Long-Term Care Survey Alert

Care Planning:

A Bed Mobility Care Plan Can Turn Around Your Quality Indicators/Measures

Consider these resident-specific interventions.

An individualized bed mobility care plan can get your clinical outcomes moving in the right direction.


"Bed mobility is very significant not only to MDS scoring but also for care planning," says Sheryl Rosenfield, RN, director of clinical services for Zimmet Healthcare Group in Morganville, NJ.


Left unaddressed, a resident's impairment in bed mobility can lead to a long list of problems -- and potential F tags. The resident may develop "pressure ulcers, decline in range of motion, weakness and depression," notes Cheryl Field, RN, MSN, a rehabilitation nurse expert with LTCQ Inc. in Lexington, MA. Also on the list: incontinence and fecal impaction, adds Rosenfield. Bed mobility is also a key quality-of-life issue, which is a growing focus for the Centers for Medicare & Medicaid Services (see "Don't Be Waylaid: Here's What's Coming Down The Survey Pike," on p. 36).



Start With the Bed

Position a resident's bed in a way that enhances his independence and quality of life. For example, make sure the person can "view and reach objects such as pictures or other objects of interest on the bedside table," says Field, as "these can provide emotional support."


For example, one resident may prefer to see people coming and going in the hall while another likes to look out the window.

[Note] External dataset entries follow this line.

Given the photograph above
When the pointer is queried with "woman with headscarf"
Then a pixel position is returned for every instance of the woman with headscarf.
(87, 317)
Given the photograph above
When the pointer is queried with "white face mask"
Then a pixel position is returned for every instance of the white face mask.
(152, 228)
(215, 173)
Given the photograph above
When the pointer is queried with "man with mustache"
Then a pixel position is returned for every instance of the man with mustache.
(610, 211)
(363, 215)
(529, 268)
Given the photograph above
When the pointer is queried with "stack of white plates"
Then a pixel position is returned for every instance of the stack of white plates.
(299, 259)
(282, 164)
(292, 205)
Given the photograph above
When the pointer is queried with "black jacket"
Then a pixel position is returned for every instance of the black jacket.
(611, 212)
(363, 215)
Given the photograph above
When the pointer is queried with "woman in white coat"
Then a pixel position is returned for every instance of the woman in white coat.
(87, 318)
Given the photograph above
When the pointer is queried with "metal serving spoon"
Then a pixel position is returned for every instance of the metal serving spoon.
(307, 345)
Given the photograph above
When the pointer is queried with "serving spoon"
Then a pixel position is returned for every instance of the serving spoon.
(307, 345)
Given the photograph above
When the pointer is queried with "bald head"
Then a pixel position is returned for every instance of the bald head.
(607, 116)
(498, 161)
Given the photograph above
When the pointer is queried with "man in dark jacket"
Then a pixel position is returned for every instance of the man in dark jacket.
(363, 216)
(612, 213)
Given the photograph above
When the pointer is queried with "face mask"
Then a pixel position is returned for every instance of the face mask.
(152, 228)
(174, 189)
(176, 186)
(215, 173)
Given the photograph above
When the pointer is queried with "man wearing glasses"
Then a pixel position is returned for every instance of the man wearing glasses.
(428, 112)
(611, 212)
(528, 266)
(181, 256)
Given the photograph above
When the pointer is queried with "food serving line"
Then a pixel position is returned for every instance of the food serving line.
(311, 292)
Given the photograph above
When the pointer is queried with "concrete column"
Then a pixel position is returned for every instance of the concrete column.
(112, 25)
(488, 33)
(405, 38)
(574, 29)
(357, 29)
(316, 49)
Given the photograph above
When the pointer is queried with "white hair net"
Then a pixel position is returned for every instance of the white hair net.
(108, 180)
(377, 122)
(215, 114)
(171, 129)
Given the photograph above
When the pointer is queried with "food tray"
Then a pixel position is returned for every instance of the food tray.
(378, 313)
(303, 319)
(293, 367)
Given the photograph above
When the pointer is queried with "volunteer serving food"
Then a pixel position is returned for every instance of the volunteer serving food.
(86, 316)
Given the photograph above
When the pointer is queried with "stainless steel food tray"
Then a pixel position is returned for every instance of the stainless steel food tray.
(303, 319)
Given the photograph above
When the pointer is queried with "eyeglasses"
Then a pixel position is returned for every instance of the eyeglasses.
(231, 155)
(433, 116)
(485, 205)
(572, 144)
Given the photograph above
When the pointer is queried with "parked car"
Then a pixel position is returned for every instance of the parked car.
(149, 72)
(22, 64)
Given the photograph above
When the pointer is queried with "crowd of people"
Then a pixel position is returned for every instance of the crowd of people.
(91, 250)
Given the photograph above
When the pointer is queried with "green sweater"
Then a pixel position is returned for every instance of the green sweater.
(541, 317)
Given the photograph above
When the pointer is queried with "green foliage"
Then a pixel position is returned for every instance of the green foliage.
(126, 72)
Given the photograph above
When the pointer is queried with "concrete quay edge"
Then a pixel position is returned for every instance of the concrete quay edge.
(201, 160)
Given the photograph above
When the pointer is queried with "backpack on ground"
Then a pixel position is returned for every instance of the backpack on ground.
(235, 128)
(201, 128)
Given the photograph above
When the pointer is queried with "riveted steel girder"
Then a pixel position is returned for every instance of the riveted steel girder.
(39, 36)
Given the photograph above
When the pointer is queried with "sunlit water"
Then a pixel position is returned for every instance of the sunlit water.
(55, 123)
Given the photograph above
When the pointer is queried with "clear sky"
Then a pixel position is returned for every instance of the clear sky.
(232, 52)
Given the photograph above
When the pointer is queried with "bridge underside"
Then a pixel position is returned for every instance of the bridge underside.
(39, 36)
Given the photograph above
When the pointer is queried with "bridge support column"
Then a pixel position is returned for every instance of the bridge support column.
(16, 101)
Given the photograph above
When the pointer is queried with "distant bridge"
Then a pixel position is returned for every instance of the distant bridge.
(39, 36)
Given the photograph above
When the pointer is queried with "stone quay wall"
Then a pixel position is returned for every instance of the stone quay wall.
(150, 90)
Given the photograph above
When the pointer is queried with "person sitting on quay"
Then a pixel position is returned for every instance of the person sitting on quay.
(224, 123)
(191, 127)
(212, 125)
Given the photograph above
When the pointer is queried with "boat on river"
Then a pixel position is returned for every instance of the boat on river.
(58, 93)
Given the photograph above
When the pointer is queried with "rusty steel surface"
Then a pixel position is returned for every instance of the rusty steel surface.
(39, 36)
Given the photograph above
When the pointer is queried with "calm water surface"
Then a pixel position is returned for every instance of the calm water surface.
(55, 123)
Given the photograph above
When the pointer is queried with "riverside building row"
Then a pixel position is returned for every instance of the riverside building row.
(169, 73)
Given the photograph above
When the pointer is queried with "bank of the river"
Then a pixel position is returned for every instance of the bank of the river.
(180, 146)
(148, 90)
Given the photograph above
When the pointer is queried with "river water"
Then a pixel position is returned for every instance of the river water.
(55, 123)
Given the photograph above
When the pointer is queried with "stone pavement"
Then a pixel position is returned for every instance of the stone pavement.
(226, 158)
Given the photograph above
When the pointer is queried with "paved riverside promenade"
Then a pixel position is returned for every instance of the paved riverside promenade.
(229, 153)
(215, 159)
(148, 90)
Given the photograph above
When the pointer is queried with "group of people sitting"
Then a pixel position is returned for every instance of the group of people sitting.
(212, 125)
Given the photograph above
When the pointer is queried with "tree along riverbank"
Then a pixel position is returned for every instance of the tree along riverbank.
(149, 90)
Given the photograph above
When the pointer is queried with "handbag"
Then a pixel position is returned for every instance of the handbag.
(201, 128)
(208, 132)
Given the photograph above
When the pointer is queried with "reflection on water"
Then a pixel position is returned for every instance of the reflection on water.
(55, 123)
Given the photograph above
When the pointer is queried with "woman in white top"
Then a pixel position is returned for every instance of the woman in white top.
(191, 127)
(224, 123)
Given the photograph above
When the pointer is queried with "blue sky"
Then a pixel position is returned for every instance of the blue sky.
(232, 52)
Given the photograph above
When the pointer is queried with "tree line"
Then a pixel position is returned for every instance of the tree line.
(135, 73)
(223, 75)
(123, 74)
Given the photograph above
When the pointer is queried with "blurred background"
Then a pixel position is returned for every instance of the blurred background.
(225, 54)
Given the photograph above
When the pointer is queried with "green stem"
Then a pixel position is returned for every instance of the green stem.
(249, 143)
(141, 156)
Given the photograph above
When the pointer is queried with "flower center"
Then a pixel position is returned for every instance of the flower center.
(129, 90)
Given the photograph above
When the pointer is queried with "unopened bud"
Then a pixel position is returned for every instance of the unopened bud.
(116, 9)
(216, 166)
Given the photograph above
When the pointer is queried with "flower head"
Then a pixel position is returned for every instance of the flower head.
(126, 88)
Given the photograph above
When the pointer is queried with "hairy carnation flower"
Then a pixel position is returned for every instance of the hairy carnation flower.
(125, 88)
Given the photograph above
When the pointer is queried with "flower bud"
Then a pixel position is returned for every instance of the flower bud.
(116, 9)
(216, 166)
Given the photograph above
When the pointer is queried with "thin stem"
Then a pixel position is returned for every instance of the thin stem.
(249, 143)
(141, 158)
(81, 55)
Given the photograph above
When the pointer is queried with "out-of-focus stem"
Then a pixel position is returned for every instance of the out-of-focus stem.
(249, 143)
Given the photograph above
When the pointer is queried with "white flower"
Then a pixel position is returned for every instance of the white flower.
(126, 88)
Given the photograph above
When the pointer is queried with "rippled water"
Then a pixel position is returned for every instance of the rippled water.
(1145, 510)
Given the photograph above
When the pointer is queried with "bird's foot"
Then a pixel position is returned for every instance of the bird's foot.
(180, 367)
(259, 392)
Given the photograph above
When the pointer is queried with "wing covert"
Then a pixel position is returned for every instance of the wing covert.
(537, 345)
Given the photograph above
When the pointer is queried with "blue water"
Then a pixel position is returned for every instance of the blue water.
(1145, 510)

"If the person prefers to be on her right side -- or can only turn independently to the right side -- then position the bedside table on the right," advises Field. If that resident uses a siderail as a bed mobility aid, put the siderail on this right side, she adds.



Teach These Key Moves

If a resident can help himself get out of bed, the care plan might include an intervention to teach him how to do so properly. Discourage him from moving from supine to sitting by "pulling up with his abdominal muscles," says Field. That's hard to do, "and can increase post-operative abdominal incision pain."


Instead: Say a resident prefers his right side or that's his most functional side. He can roll onto his right shoulder and use his left hand to push up against the bed into a sitting position, suggests Field. That way, he "uses his side abdominal and arm muscles."

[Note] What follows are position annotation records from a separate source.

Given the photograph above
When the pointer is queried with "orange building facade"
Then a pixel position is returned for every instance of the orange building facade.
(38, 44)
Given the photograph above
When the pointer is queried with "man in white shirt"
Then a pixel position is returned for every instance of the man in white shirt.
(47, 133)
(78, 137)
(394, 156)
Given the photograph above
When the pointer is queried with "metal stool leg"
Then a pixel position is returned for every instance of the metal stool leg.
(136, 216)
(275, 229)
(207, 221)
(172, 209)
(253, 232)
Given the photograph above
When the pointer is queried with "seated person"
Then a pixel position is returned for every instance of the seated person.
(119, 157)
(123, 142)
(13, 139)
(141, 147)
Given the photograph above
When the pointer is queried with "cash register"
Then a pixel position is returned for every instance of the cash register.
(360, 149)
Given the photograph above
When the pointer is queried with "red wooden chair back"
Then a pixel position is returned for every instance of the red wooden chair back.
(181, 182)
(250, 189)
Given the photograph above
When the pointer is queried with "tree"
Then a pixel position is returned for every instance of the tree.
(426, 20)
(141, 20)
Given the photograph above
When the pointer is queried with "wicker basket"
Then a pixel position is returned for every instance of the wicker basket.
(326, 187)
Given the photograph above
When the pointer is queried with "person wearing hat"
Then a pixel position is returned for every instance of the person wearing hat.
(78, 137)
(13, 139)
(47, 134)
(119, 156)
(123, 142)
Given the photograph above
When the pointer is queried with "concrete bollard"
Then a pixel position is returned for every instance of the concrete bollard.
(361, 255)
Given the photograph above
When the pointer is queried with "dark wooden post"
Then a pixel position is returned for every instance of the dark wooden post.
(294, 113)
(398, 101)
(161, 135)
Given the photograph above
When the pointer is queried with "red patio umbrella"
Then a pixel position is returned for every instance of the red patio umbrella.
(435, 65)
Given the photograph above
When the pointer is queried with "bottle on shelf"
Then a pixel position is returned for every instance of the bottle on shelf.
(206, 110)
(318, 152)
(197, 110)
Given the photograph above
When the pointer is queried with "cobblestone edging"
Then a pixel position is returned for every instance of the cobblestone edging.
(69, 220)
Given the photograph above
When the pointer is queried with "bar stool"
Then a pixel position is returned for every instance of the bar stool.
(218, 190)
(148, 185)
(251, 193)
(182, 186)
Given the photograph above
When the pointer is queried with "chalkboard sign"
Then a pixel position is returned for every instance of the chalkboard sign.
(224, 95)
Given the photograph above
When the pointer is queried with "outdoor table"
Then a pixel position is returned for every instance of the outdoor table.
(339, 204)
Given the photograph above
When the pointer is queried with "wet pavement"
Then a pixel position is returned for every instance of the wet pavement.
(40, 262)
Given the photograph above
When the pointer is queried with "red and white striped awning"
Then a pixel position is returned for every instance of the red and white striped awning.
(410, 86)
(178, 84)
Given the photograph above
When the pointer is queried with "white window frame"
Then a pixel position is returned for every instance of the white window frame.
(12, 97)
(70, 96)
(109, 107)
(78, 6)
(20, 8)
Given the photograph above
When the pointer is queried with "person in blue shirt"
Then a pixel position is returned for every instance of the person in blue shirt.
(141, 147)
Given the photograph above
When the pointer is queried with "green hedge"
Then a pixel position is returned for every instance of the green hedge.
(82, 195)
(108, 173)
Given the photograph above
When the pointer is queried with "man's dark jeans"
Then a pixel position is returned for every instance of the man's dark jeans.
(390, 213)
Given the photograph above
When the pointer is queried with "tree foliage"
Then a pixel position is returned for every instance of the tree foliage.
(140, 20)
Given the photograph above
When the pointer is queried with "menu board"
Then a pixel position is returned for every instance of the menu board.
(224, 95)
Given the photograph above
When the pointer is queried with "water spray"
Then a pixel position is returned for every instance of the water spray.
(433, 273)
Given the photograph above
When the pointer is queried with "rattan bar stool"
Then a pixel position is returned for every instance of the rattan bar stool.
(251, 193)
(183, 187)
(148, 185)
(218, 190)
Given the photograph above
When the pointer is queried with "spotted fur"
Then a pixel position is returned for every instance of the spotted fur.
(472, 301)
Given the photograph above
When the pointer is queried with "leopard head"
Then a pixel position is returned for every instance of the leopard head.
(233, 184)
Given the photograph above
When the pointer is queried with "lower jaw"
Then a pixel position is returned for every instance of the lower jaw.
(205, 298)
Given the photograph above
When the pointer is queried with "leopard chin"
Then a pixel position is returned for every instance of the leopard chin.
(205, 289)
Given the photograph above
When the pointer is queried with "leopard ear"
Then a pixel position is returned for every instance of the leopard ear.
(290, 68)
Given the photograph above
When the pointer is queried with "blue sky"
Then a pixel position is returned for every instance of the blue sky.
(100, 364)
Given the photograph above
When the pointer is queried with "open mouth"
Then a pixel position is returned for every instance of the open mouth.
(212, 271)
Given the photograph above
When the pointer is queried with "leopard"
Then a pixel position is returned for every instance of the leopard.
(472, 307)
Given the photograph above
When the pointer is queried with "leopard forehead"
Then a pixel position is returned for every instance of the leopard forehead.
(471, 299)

Don't encourage dependence: If the caregiver puts her arms around the person to pull him to a sitting position each time, the resident will lose strength -- and confidence -- over time, cautions Field.



Consider Positioning Devices

Field notes that staff often think of a trapeze for residents who have had "bilateral hip or knee surgery or spinal cord injuries." But "lower functioning" residents can benefit from positioning devices, including a trapeze and siderails.


For example, to position herself in the middle of the bed, the person can learn to turn on her side, "reach for the rail and push off that rail to position back in the middle of the bed," says Field. Make sure residents who are dependent in bed mobility have an electronic bed that they can adjust from a lying position, suggests Field. And make sure they have the bed controls within reach.


Be specific: Fields finds that many times bed mobility interventions on the care plan are "so generic that staff don't really follow them.".


Example: Instead of writing "assist resident to turn and reposition as needed," consider a more specific directive, such as "assure right siderail is in the up position to enable resident to reposition himself in bed," suggests Field.



Get Restorative With the Bed Mobility Program

Staff can do a restorative nursing program specifically for bed mobility and code it in MDS Section P3, if it meets the RAI manual requirements. The program would include specific teaching about bed mobility at least 15 minutes total a day. For example, you could teach the resident five minutes three times a day, says Field.


Additional programs that might benefit the focus on bed mobility include "dining, grooming and range of motion," suggests Field.


"For a dining program, you might help reposition the person in bed for meals and focus on dining skills for the first five minutes,"says Field. Then you'd provide assistance once the person gets tired and is less hungry, she adds.